Juniper belongs to the Cypress family. Such a plant prefers a temperate climate, but is also found in the subtropics. Juniper grows in Central Asia, North America and Europe, chooses mountainous regions. The tree forms independent small forests, and its maximum height reaches fifteen meters. Alternative names for juniper are juniper or veres. The plant exists not only in the form of a tree, but also as a shrub. The juniper is characterized by a long and branched root system, a trunk develops from its base. The bark of the tree endures age-related transformations: in young specimens it is brown and smooth, but over time it darkens, becomes more dense in structure and cracks. Juniper has a dense crown, composed of numerous spreading branches. The green needles of the tree reach five centimeters in length, attached to the shoots by the base. Adult junipers gradually change needle needles to scaly ones. Male and female spikelets are formed in the axils of the leaves. Males consist of paired stamens and anthers, females take a special form, depending on the specific species. In spring, cones appear on the tree, containing up to ten seeds inside.

Juniper bonsai care


Juniper bonsai are grown in temperate climates. The air temperature should fit within the framework of 17 to 23 degrees Celsius. I must say that this coniferous tree does not like heat and dry air, so it is important to ventilate the room often. In winter, the juniper will need a cool regime, so the temperature is slowly reduced to 5-15 degrees Celsius.


Indoor juniper does not like direct sunlight. The tree is more suitable for bright diffused lighting. In autumn and winter, there is less natural light, so we recommend using phytolamps. It is better to place juniper bonsai on the east or west side. It will be too hot in the south, and very dark in the north.


Juniper bonsai is watered two to three times a week, as the topsoil dries out. Between procedures, the top layer of soil should dry out. The tree will respond well to spraying the crown, in spring and summer they are carried out daily, and then stopped when the temperature of the content changes. For the period of cold wintering, watering should be reduced, otherwise the root system of the juniper will suffer.

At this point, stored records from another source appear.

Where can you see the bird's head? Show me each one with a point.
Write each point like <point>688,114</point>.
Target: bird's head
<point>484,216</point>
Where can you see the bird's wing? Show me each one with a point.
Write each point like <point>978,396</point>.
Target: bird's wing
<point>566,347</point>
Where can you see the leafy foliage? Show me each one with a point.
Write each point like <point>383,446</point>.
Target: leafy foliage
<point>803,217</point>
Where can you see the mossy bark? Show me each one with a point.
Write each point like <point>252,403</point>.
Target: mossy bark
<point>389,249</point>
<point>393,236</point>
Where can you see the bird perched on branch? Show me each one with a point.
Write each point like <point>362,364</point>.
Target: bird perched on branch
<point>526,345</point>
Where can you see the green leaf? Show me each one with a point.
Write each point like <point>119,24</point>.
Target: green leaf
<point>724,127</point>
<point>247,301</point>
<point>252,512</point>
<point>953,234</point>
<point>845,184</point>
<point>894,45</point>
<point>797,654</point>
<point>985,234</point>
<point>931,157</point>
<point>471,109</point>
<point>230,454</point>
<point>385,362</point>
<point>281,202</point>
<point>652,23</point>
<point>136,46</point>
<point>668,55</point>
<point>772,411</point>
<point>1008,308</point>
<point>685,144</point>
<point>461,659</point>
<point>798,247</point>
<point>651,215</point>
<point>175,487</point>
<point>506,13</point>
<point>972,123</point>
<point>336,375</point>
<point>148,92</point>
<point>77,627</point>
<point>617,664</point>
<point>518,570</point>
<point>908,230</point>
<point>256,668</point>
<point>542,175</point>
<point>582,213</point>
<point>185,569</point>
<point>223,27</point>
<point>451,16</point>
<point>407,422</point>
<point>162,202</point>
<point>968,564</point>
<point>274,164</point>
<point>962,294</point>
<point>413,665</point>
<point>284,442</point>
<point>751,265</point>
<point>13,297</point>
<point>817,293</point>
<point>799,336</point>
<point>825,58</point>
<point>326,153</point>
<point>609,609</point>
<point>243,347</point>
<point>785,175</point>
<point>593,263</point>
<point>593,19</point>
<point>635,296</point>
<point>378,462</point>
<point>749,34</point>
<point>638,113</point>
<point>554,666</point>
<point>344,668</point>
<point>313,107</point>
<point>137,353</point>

Indoor juniper is fed in spring. Fertilizers for conifers and bonsai are suitable for the tree. Granular or liquid mixtures are applied once a month. Fertilizers are not used in summer, autumn and winter


Early spring is a good time to repot the tree. Young trees (up to 3-4 years old) are best transplanted every year, bonsai aged 5-9 years can do without transplantation for 2-3 years, trees over 10 years old are transplanted every 5-6 years, and adult bonsai, whose age exceeds several decades , are transplanted every 10-15 years.